DynamoDB – Provisioned Throughput

  • Table must have provisioned read and write capacity units
  • Read Capacity Units (RCU): throughput for reads
  • Write Capacity Units (WCU): throughput for writes
  • Option to setup auto-scaling of throughput to meet demand
  • ReadCapacityUnits
    • The maximum number of strongly consistent reads consumed per second
  • WriteCapacityUnits
    • The maximum number of writes consumed per second

DynamoDB – Write Capacity Units

  • One write capacity unit represents one write per second for an item up to 1 KB in size.
  • If the items are larger than 1 KB, more WCU are consumed
  • Example 1: we write 10 objects per seconds of 2 KB each.
    •   We need 2 * 10 = 20 WCU
  • Example 2: we write 6 objects per second of 4.5 KB each
    • We need 6 * 5 = 30 WCU (4.5 gets rounded to the upper KB)
  • Example 3: we write 120 objects per minute of 2 KB each
    • We need 120 / 60 * 2 = 4 WCU

DynamoDB – Read Capacity Units

  • One read capacity unit represents one strongly consistent read per second, or two eventually consistent reads per second, for an item up to 4 KB in size.
  • If the items are larger than 4 KB, more RCU are consumed
  • Example 1: 10 strongly consistent reads per seconds of 4 KB each
    •   We need 10 * 4 KB / 4 KB = 10 RCU
  • Example 2: 16 eventually consistent reads per seconds of 12 KB each
    •   We need (16 / 2) * ( 12 / 4 ) = 24 RCU
  • Example 3: 10 strongly consistent reads per seconds of 6 KB each
    •   We need 10 * 8 KB / 4 = 20 RCU (we have to round up 6 KB to 8 KB)
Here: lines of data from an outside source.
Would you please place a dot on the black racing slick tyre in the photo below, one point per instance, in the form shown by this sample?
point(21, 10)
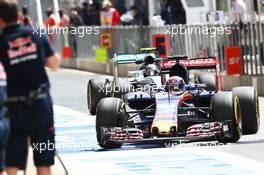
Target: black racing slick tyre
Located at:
point(249, 102)
point(208, 79)
point(110, 113)
point(96, 90)
point(225, 107)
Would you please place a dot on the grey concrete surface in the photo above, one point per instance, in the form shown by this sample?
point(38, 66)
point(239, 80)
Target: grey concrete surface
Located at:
point(69, 90)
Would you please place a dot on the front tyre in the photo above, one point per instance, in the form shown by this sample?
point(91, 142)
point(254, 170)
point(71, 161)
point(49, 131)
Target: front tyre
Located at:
point(110, 113)
point(225, 107)
point(249, 102)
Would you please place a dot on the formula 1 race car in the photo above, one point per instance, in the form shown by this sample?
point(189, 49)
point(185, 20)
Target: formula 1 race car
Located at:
point(144, 78)
point(182, 111)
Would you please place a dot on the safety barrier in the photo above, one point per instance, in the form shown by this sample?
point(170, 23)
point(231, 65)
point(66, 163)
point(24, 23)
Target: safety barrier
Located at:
point(229, 42)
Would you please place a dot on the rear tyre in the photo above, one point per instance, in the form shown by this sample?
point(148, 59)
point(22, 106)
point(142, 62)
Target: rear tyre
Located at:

DynamoDB – Write, Delete Data

  • PutItem – Write data to DynamoDB
  • UpdateItem – Update data in DynamoDB
  • DeleteItem
    • Delete an individual row
    • Ability to perform a conditional delete
  • DeleteTable
    • Delete a whole table and all its items
    • Much quicker deletion than calling DeleteItem on all

DynamoDB – Batching Writes

  • BatchWriteItem
    • Up to 25 PutItem and / or DeleteItem in one call
    • Up to 16 MB of data written
    • Up to 400 KB of data per item
  • Batching allows you to save in latency by reducing the number of API calls done against DynamoDB
  • Operations are done in parallel for better efficiency

DynamoDB – Reading Data

  • GetItem:
    • Read based on Primary key
    • Primary Key = HASH or HASH-RANGE
    • Eventually consistent read by default
    • Option to use strongly consistent reads (more RCU – might take longer)
    • ProjectionExpression can be specified to include only certain attributes
  • BatchGetItem:
    • Up to 100 items
    • Up to 16 MB of data
    • Items are retrieved in parallel to minimize latency

Amazon DynamoDB Accelerator (DAX)

  • It is a fully managed, highly available, in-memory cache for Amazon DynamoDB that delivers up to a 10 times performance improvement—from milliseconds to microseconds—even at millions of requests per second.
  • DAX does all the heavy lifting required to add in-memory acceleration to your DynamoDB tables, without requiring developers to manage cache invalidation, data population, or cluster management.